Live status. Checking the shared server…

Going back to plain Codex Revert anytime

The real codex binary is never modified, so reverting only means undoing the one change you made. New sessions then run plain Codex again; the deck keys simply fall back to opening the /model picker.

PATH method: delete the export PATH="$HOME/.vibedeck/bin:$PATH" line from ~/.zshrc, then reload and verify — which codex should print your original install (for example /usr/local/bin/codex or an npm path), not ~/.vibedeck/bin/codex.

Reload and verify
source ~/.zshrc
which codex

Alias method: delete the alias codex=… line from ~/.zshrc, then run the same reload-and-verify.

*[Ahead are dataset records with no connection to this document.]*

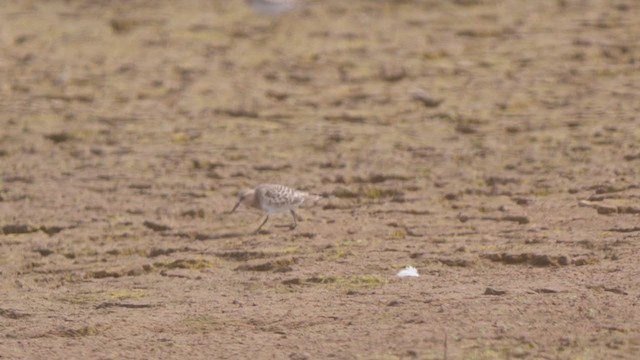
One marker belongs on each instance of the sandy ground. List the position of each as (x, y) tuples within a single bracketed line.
[(493, 145)]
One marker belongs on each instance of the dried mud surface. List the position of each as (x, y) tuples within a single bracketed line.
[(493, 145)]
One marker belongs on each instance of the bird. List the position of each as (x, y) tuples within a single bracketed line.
[(274, 198)]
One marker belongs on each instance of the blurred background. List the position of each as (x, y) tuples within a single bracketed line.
[(488, 143)]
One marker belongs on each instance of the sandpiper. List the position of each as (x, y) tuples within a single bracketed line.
[(274, 198)]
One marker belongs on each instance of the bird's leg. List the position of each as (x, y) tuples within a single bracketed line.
[(261, 225)]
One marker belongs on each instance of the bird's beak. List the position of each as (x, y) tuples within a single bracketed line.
[(235, 207)]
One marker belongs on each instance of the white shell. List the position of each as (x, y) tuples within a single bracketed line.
[(409, 271)]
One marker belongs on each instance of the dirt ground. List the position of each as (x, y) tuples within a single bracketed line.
[(494, 145)]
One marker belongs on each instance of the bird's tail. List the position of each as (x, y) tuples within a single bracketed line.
[(311, 199)]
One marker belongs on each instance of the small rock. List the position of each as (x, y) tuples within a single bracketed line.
[(492, 291), (425, 99), (155, 226)]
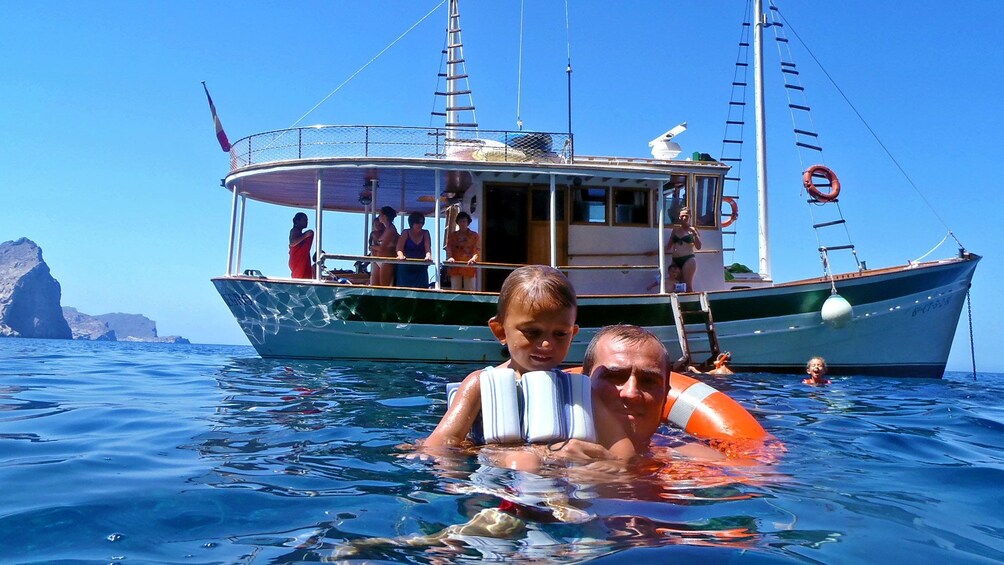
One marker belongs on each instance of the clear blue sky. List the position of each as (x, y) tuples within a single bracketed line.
[(109, 163)]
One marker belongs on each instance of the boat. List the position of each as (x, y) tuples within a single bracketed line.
[(600, 220)]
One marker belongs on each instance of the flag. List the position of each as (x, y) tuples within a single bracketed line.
[(221, 135)]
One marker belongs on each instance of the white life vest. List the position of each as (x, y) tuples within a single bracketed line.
[(539, 407)]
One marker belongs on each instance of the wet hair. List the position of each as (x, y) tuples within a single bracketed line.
[(633, 334), (537, 287), (821, 360)]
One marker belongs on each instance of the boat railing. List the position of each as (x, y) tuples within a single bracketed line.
[(353, 142), (362, 259)]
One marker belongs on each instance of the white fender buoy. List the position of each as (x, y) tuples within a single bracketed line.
[(836, 311)]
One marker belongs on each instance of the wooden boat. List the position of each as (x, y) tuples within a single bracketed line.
[(601, 220)]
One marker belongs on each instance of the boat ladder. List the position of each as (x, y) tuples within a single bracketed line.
[(695, 328)]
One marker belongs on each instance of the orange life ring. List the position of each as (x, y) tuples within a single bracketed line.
[(824, 173), (734, 215), (705, 411)]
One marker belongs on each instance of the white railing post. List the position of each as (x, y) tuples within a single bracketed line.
[(233, 228), (240, 231), (662, 237)]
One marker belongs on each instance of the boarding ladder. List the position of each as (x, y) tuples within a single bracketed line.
[(695, 328)]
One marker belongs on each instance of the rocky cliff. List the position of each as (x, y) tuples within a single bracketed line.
[(29, 296), (122, 327), (29, 304), (85, 326)]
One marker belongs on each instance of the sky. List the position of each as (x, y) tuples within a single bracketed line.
[(109, 163)]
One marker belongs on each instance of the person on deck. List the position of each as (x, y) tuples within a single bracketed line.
[(463, 246), (684, 240), (415, 244), (374, 249), (388, 246), (299, 248)]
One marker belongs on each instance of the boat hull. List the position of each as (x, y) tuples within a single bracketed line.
[(904, 321)]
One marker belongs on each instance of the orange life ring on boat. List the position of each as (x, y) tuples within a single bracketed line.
[(734, 215), (705, 411), (822, 172)]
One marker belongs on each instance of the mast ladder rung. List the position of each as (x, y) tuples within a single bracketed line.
[(826, 224)]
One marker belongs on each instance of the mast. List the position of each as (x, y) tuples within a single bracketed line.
[(454, 57), (761, 138)]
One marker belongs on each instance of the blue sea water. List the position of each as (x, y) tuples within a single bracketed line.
[(193, 454)]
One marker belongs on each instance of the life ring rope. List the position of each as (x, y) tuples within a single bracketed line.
[(821, 172), (734, 214)]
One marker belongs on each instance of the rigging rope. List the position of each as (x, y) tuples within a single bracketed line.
[(806, 138), (519, 71), (873, 134), (972, 345), (370, 61)]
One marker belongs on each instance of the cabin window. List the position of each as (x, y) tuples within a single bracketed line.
[(540, 205), (631, 207), (706, 193), (676, 198), (589, 206)]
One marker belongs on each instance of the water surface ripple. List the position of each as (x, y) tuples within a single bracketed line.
[(195, 454)]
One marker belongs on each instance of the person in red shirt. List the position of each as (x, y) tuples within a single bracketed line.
[(299, 248)]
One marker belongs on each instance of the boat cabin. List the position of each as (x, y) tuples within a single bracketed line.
[(597, 219)]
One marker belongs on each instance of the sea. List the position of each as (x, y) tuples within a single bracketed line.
[(146, 453)]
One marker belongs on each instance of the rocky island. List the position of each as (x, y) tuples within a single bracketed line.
[(30, 304)]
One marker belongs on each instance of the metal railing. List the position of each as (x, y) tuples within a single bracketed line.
[(348, 142)]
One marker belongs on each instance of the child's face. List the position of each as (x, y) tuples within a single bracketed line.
[(815, 368), (536, 340)]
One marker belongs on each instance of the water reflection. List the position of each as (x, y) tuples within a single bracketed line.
[(332, 431)]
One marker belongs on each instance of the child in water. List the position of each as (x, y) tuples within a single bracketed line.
[(536, 323), (816, 369)]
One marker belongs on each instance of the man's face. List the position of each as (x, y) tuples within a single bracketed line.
[(631, 379)]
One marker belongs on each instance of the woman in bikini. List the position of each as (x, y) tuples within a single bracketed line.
[(684, 240)]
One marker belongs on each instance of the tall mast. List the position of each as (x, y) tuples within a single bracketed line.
[(454, 57), (761, 138)]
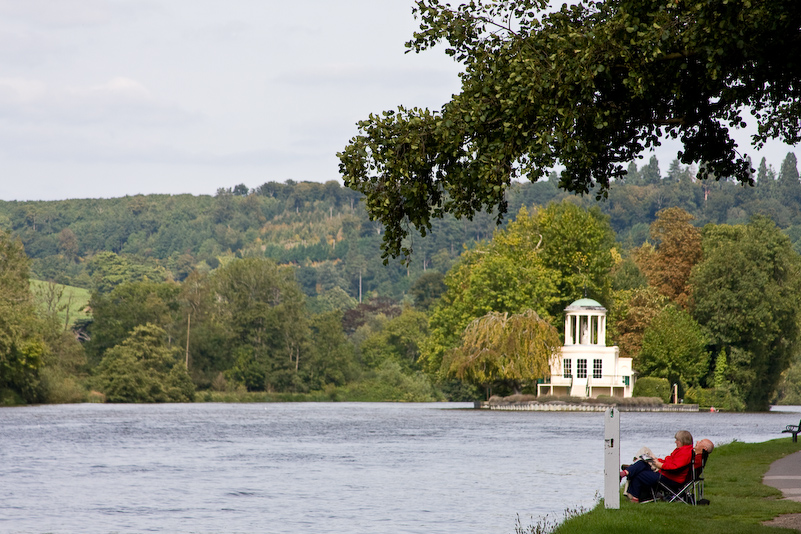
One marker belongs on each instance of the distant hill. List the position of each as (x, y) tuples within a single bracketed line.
[(323, 230)]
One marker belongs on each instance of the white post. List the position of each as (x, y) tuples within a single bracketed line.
[(612, 458)]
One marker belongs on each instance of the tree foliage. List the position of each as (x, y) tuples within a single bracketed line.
[(674, 347), (143, 368), (542, 261), (22, 348), (746, 292), (590, 87), (678, 249), (506, 348)]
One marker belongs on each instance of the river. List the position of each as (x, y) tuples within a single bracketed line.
[(318, 467)]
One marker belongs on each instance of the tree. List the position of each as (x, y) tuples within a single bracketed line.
[(788, 183), (127, 306), (22, 348), (746, 292), (651, 175), (331, 359), (144, 369), (503, 348), (399, 341), (674, 347), (590, 86), (262, 307), (506, 275), (427, 289), (678, 249), (542, 261)]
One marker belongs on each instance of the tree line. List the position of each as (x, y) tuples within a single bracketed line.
[(705, 303)]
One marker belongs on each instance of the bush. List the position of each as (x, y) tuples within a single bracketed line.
[(650, 386)]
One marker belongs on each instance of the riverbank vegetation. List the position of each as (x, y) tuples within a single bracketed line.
[(739, 502), (280, 293)]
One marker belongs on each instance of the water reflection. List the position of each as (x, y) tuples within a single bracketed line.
[(345, 467)]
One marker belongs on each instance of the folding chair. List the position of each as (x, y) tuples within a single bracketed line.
[(691, 490)]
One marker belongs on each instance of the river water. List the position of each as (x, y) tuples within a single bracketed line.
[(307, 467)]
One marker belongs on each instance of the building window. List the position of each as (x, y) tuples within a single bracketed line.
[(581, 368)]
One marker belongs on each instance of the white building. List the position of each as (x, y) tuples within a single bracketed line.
[(586, 367)]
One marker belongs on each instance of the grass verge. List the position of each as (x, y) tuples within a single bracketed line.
[(739, 500)]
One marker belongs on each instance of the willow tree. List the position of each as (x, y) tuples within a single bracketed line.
[(590, 87), (510, 349)]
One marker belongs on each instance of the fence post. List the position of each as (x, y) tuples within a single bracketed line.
[(612, 458)]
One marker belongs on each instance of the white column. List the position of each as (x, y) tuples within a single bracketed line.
[(602, 337)]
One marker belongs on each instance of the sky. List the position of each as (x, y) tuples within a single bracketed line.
[(107, 98)]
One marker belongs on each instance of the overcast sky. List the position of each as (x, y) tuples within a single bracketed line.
[(106, 98)]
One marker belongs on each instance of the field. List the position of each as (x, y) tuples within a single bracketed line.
[(68, 302)]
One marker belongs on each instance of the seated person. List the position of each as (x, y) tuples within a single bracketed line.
[(700, 447), (672, 467)]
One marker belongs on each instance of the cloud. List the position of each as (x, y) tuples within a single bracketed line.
[(221, 32), (121, 101), (341, 74), (57, 13)]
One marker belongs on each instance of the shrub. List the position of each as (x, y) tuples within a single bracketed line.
[(650, 386)]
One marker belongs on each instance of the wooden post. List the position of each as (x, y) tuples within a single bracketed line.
[(612, 458)]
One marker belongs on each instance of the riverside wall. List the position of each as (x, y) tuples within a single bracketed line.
[(575, 407)]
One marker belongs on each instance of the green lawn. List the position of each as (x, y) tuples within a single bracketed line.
[(71, 304), (739, 500)]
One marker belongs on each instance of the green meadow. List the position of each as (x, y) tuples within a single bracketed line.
[(739, 502)]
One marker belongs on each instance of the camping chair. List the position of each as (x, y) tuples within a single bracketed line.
[(671, 491), (698, 485), (691, 491)]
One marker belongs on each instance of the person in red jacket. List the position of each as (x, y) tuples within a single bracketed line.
[(644, 474)]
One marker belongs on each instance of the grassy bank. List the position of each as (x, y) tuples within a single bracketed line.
[(739, 500)]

One session only: no need to revert anything — run the real binary directly for that session, e.g. command codex in zsh, or its full path.

Already-running attached sessions keep working until you close them. To remove every trace, also delete ~/.vibedeck/bin — it holds only the shim and the vibedeck-codex launcher.

Honesty notes Read before relying on it

Direct Control relies on Codex's experimental app-server API, pinned and verified against Codex 0.144.5. A future Codex update may temporarily change that API — until VibeDeck ships an update, the deck keys degrade gracefully to opening Codex's /model picker.

Only sessions started via the shared server are controllable. Existing or plain codex sessions keep the picker; restart them through the wrapper (or the alias) to make them controllable.

Codex Direct Control ships for macOS. Windows support is planned for a future update.